Evaluate predictions on HumanEval.
Each prediction needs: pred, test_cases, prompt, entry_point, id.
Returns (predictions_with_results, metrics_dict).
"""
class MBPPEvaluator:
def __init__(self):
"""Initialize MBPP evaluator."""
def __call__(self, predictions: list, num_workers: int = 16) -> Tuple[list, dict]:
"""
Evaluate predictions on MBPP.
Each prediction needs: pred, test_cases, id.

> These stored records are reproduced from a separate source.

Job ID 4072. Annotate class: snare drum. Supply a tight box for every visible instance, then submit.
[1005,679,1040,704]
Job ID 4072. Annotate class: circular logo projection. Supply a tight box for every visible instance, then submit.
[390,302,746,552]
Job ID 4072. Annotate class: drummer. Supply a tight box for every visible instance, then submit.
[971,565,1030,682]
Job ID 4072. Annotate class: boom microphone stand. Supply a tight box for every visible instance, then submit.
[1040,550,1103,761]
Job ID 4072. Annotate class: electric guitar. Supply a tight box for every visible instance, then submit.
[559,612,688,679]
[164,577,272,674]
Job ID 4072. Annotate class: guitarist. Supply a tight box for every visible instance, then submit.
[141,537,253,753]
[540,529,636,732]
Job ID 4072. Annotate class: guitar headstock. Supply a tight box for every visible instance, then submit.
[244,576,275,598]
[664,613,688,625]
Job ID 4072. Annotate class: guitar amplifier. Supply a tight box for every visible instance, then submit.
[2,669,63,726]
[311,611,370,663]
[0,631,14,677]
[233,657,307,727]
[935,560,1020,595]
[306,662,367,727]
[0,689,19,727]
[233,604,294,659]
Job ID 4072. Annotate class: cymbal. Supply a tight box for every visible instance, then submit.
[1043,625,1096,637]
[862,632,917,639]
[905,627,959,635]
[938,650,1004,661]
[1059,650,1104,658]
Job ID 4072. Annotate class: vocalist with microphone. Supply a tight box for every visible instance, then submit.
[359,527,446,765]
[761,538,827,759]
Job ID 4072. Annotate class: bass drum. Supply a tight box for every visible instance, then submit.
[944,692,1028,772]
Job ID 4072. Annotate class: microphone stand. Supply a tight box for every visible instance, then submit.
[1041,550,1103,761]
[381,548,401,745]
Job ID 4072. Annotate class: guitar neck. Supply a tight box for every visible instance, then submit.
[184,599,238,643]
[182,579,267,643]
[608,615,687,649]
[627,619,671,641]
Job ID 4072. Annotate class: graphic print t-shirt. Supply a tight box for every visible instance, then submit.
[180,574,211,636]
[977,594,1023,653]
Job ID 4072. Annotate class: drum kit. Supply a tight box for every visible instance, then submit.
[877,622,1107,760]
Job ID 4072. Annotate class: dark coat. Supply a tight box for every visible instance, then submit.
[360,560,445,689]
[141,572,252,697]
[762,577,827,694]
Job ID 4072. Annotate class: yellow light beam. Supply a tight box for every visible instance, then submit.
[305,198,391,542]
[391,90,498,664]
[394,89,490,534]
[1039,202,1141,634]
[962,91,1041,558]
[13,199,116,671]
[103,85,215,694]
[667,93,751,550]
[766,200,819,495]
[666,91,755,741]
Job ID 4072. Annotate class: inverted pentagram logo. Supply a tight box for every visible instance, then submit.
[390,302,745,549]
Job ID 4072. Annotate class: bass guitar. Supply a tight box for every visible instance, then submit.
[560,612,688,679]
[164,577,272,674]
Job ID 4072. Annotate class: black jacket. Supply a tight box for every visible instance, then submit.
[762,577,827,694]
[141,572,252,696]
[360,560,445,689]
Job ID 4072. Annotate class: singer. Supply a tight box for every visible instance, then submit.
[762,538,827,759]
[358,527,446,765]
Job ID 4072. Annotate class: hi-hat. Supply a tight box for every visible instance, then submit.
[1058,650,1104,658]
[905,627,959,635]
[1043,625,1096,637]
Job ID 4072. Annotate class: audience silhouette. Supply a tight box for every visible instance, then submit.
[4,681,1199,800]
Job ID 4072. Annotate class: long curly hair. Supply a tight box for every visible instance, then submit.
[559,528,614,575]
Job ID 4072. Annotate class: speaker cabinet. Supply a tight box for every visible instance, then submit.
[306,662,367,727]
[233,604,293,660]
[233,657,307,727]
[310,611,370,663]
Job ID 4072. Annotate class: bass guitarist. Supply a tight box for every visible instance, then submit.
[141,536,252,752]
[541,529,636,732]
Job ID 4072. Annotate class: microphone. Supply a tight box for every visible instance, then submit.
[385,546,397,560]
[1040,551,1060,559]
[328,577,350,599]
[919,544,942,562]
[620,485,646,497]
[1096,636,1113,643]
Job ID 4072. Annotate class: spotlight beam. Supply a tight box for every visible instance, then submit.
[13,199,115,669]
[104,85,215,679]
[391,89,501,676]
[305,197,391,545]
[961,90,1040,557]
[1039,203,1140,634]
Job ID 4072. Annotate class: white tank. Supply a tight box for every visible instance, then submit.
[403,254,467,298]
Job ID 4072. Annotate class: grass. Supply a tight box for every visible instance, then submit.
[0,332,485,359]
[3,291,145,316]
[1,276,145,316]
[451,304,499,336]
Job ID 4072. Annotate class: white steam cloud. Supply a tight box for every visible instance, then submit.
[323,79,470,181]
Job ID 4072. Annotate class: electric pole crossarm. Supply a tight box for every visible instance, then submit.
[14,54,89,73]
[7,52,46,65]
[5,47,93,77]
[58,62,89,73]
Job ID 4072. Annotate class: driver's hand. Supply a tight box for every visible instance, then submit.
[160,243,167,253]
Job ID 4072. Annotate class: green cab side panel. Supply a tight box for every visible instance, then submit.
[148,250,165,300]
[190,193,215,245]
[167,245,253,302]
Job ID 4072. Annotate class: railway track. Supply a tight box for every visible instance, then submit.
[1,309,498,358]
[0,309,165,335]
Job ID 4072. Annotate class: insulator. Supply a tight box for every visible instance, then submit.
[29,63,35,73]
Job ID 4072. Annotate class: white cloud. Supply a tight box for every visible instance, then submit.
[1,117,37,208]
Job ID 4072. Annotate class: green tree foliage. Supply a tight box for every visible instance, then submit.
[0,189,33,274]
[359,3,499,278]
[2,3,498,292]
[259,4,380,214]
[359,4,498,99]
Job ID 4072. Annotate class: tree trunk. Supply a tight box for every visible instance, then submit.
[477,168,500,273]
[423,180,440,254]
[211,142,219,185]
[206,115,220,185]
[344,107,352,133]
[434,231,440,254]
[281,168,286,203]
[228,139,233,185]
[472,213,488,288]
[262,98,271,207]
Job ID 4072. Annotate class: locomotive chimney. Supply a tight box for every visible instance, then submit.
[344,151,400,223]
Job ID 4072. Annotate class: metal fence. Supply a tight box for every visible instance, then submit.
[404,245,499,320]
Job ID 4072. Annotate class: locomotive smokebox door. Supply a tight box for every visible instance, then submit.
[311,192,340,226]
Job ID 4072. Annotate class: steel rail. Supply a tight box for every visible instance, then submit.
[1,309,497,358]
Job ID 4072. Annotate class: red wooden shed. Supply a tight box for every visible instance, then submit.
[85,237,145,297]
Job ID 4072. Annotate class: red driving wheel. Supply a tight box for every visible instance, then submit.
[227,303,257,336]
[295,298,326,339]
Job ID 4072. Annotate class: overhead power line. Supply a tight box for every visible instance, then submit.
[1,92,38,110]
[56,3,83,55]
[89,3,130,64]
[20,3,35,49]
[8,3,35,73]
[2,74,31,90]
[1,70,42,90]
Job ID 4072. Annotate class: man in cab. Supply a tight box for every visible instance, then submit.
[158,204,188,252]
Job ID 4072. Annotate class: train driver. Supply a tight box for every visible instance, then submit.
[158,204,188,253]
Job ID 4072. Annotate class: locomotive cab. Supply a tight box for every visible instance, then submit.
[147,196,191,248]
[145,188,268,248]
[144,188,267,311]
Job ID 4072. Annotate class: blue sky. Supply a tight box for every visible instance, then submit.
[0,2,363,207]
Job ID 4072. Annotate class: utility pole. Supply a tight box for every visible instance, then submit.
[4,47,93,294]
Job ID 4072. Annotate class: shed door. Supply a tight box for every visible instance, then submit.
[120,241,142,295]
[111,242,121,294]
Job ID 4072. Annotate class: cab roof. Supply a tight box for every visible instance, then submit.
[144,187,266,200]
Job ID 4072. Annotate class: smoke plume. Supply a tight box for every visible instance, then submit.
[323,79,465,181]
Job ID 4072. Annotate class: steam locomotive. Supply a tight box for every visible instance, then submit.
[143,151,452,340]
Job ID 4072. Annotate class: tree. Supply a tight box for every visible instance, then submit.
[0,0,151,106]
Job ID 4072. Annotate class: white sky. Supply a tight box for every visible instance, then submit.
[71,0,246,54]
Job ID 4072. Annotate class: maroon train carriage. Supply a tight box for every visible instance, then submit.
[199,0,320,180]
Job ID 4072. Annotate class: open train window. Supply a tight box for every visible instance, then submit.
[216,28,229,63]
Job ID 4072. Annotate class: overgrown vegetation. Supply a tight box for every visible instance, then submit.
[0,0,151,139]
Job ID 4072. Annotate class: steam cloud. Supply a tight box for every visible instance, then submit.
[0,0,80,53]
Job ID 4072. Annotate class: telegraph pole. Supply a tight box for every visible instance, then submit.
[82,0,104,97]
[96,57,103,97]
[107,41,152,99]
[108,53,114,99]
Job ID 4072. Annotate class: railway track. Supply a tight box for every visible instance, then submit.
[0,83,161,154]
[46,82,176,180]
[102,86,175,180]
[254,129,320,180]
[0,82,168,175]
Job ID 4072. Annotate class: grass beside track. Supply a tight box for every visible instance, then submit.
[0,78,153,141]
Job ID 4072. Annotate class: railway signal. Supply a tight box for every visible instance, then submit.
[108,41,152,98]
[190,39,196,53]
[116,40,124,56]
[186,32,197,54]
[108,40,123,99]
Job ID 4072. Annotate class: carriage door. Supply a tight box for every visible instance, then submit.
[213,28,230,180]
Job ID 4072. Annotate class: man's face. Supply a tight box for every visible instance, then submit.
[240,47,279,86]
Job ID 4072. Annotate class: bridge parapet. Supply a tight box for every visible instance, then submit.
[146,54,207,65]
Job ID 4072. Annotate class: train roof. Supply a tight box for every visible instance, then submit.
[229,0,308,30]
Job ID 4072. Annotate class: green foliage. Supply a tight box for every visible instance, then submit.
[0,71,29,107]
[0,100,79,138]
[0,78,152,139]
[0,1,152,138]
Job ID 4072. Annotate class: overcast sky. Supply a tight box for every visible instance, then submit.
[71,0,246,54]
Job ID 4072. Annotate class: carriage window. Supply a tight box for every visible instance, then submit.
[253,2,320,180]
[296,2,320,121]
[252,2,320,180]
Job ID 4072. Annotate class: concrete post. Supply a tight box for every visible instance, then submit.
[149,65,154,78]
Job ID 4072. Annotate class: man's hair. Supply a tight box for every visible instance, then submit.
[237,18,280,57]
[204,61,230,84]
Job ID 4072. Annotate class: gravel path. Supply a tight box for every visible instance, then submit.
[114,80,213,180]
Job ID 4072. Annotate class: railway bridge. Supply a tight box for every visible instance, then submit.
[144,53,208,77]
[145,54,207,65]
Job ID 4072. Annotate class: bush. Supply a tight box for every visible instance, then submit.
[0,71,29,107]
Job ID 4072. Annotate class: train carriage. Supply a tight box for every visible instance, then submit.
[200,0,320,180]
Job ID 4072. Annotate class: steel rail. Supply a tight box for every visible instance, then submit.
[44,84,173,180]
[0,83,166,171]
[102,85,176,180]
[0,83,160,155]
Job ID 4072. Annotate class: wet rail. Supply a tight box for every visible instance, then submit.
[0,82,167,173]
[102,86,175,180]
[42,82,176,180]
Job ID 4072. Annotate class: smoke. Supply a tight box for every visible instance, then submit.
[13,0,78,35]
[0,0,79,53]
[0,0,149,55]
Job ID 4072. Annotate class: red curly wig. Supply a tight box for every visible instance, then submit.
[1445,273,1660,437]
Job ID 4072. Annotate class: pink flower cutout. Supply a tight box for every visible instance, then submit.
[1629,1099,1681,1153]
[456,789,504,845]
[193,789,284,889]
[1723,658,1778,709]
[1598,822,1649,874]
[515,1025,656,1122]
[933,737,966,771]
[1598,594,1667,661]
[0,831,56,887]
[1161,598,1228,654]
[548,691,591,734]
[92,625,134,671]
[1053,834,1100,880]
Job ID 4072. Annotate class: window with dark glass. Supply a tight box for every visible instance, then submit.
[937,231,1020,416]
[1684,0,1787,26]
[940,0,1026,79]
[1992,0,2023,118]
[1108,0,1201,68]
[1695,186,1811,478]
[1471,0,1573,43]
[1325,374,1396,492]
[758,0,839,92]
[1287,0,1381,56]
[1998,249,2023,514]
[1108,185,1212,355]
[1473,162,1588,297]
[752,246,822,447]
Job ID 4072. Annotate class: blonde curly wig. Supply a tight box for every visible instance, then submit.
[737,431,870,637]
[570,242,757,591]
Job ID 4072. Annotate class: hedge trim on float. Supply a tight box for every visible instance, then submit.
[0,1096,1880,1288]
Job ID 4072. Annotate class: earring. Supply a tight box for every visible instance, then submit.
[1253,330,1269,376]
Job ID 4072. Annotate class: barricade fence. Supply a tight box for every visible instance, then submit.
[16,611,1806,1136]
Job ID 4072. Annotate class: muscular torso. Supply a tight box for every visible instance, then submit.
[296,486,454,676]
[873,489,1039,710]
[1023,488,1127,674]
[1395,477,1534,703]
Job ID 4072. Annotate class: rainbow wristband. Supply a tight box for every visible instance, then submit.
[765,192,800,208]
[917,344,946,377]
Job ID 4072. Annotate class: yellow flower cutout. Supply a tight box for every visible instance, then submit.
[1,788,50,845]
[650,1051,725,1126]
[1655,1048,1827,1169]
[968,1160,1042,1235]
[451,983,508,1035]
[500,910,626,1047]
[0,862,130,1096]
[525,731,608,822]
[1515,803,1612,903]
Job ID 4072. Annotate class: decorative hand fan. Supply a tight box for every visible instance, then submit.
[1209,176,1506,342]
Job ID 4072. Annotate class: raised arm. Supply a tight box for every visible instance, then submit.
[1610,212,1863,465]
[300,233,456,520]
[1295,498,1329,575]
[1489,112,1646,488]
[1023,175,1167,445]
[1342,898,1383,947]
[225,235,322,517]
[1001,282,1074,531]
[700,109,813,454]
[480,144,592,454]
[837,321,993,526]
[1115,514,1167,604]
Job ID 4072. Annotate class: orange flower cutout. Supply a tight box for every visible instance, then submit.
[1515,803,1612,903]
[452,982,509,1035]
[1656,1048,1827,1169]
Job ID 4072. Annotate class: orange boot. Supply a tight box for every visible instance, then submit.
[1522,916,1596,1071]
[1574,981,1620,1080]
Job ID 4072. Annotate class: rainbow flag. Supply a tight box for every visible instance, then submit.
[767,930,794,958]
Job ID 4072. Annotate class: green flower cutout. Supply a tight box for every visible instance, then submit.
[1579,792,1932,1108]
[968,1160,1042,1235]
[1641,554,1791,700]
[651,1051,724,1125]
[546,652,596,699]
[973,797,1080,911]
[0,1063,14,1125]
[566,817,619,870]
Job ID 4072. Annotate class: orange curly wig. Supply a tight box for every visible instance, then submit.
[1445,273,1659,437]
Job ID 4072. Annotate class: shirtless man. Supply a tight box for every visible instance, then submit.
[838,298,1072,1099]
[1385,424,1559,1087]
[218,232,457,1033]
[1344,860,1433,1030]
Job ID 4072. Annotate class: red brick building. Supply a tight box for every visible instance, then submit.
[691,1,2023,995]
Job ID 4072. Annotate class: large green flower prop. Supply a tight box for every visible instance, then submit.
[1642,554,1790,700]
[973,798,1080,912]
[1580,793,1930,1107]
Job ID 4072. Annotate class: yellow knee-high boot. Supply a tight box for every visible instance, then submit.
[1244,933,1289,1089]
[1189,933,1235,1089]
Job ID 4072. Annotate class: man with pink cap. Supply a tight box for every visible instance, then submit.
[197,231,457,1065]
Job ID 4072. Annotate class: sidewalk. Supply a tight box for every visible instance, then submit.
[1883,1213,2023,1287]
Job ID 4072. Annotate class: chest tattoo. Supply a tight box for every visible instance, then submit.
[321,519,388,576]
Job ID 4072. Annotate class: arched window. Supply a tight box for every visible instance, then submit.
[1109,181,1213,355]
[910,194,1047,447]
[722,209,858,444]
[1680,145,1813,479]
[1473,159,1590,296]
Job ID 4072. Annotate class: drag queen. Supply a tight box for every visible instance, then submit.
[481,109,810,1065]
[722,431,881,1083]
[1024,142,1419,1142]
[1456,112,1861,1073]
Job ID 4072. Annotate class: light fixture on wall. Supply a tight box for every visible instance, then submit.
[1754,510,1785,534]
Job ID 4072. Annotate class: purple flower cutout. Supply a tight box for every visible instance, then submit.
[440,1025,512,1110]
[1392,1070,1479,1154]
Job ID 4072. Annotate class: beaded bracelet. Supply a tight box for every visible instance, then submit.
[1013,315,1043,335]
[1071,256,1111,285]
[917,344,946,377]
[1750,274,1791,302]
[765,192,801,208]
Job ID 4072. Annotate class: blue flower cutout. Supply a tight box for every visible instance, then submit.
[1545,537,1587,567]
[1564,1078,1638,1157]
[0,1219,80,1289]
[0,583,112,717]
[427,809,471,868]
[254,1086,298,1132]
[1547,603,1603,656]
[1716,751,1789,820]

Returns (predictions_with_results, metrics_dict).
"""
Import
from post_processors.code.evaluator import HumanEvaluator, MBPPEvaluator, return_apps_evaluator
I/O Contract
Inputs
| Name | Type | Required | Description |
|---|---|---|---|
| predictions | list[dict] | Yes | List of prediction dicts with "pred", "test_cases", "id" (and "prompt", "entry_point" for HumanEval) |
| num_workers | int | No | Number of threads for parallel execution (default 16) |
Outputs
| Name | Type | Description |
|---|---|---|
| predictions | list[dict] | Input predictions augmented with "res" field (bool or list[bool]) |
| metrics | dict | Contains acc, pass@k, correct, total |
Usage Examples
from post_processors.code.evaluator import HumanEvaluator, MBPPEvaluator
# HumanEval evaluation
human_eval = HumanEvaluator()
predictions = [{
"pred": "def has_close_elements(numbers, threshold):\n for i, n1 in enumerate(numbers):\n for j, n2 in enumerate(numbers):\n if i != j and abs(n1 - n2) < threshold:\n return True\n return False",
"test_cases": "assert has_close_elements([1.0, 2.0, 3.0], 0.5) == False",
"prompt": "def has_close_elements(numbers, threshold):\n",
"entry_point": "has_close_elements",
"id": 0,
}]
results, metrics = human_eval(predictions, num_workers=4)
print(metrics) # {"acc": 1.0, "pass@k": 1.0, "correct": 1, "total": 1}
# MBPP evaluation
mbpp_eval = MBPPEvaluator()
predictions = [{
"pred": "def is_even(n):\n return n % 2 == 0",
"test_cases": "assert is_even(4) == True\nassert is_even(3) == False",
"id": 0,
}]
results, metrics = mbpp_eval(predictions, num_workers=4)